Since the rights were sold, the book's become a bestseller.

“So, I have a an idea of what that book is worth. And it doesn't accord with their idea at the moment.”

Hayes says he has had interest from studios, producers and actors, all with their eyes on Pilgrim.

“It's just the classic Hollywood story. You know, everything takes forever.”

The Year of the Locust is a follow up to I Am Pilgrim, but not Pilgrim II, which he has yet to write – but is in the pipeline.

“I've been contracted to write Pilgrim II. What happened was I wrote Pilgrim and I had no idea, because you're lost in 600 pages, 250,000 words, or whatever it was, and you lose all perspective. They'd be nights I'd go to bed and think Terry you are a very lucky guy, you really are a genius - an unrecognised genius. 

"But mostly you are a complete moron. Why did you ever start this? It'll never be finished. You don't have the talent, the skill, intelligence or anything else to do it.”

He had no clue the book would take off as it did, he says.

“I thought, 'well the worst thing I can do is to write a sequel, because if the first one fails, nobody's going to read a sequel.'

“So, I thought, I'll go and do a different story with different characters set in a world which I find interesting, which is the spy world.”

Years in the news business have gave him a love of, and aptitude for, research which he now pours into his books, he says, despite his area of fiction being so opaque.

“I've built up a sort of a picture of how it works. Most intelligence work is extraordinarily boring. But I don't deal with those people. I deal with the very brave people who cross borders, or who really do hunt very bad actors, that hunt them down. Most intelligence work is looking at the Shipping News trying to work out what car goes on what ship, but I don't deal with that, thank goodness.”

His fictional bad actors are finely drawn, he explains to Jim Mora.

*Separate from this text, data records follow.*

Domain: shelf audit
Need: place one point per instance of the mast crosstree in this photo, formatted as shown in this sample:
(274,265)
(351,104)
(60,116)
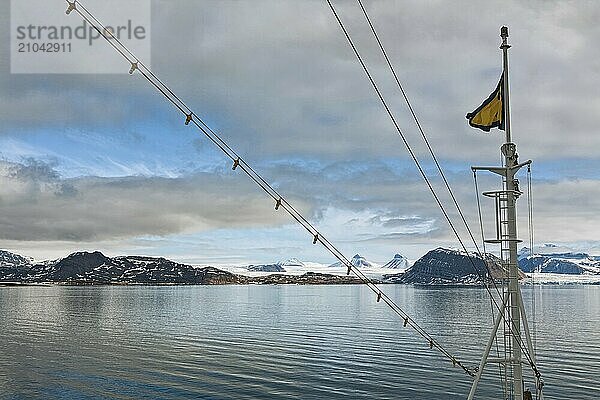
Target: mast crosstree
(512,311)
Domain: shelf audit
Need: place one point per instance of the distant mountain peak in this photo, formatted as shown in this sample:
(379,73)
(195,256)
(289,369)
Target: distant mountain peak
(398,262)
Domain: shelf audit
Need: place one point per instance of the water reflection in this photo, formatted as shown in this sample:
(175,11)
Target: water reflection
(310,342)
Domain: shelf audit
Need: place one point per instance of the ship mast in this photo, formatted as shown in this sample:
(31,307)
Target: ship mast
(512,311)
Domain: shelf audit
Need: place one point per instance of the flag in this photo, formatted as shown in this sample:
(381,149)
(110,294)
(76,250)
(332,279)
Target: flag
(490,114)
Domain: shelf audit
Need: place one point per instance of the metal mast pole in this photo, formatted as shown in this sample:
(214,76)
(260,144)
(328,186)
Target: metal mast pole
(512,190)
(506,231)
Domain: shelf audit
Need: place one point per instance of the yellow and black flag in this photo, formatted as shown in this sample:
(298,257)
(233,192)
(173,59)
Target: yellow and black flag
(490,114)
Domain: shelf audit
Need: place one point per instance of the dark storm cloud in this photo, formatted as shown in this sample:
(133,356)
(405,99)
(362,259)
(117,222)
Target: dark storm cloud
(279,79)
(38,205)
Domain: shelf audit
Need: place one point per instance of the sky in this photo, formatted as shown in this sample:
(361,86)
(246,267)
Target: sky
(103,162)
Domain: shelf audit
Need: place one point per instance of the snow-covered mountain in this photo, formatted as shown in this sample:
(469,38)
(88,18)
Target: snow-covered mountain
(357,261)
(449,266)
(398,262)
(282,266)
(550,258)
(96,268)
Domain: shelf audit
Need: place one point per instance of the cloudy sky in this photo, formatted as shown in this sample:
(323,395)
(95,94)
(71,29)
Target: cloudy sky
(102,162)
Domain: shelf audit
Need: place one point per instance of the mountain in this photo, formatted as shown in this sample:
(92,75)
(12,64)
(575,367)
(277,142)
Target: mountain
(398,262)
(553,259)
(96,268)
(266,268)
(446,266)
(281,266)
(357,261)
(13,266)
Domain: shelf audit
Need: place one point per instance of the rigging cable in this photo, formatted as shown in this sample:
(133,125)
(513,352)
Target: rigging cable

“Nobody sits around in Afghanistan, has a cup of coffee and thinks, tomorrow I'll go and unleash smallpox on the world.

"People just don't act like that. So your first port of call is to say, Why? Why would somebody risk everything and, and go and take this action?”

There’s always something lurking in the background that drives them, he says.

“What we see happening in Gaza, at the moment, putting aside the rights and wrongs of it all, I can guarantee you one thing any Palestinian that's surviving what is going on in Gaza, is thinking right now about revenge and striking back.

“And somebody will organise those people into what they will call freedom fighters, and what certain other people will call terrorists.”

His written action scenes benefit from his time in the movies, he says.

“George [Miller director of the Mad Max films] told me a very, very interesting thing about action sequences.

“They work to a comedic rhythm. Really great comedies have a joke, then somebody tops the joke and then you have to look for what's called ‘topping the topper’ - they work on a rhythm, a 1-2-3.

“That's when you get that sort of great moment in a movie where the whole audience roars with laughter. So, in action sequences, what a lot of people do is they think that the first action beat is all you need, it's not, that's just the start, you've got to try to get that 1-2-3.

“And if you repeat what you've done before, it's not twice as good, it's half as good.”

Year of the Locusts revisits the “dusty old genre” that made his name as a novelist in I am Pilgrim, he says.

“But you know how these things normally work is set up the bad guy, the good guy goes and chases him.”

His good guy in Year of the Locust is Kane - a CIA operative.

“He's qualified in submarines, he can skipper a nuclear- powered submarine. So, I thought it'd be interesting to have somebody like that, who believes in the world of scientific theory, that measures things by number, weight, he's very accomplished, very fact based. I thought that'd be interesting if we start to expose him to some more metaphysical things.”

Kane starts to have deeply disturbing premonitions, he says, and he’s up against a contagion far worse than the smallpox that features in I Am Pilgrim.

“I wrote it from a place of concern, not from a place of imagination."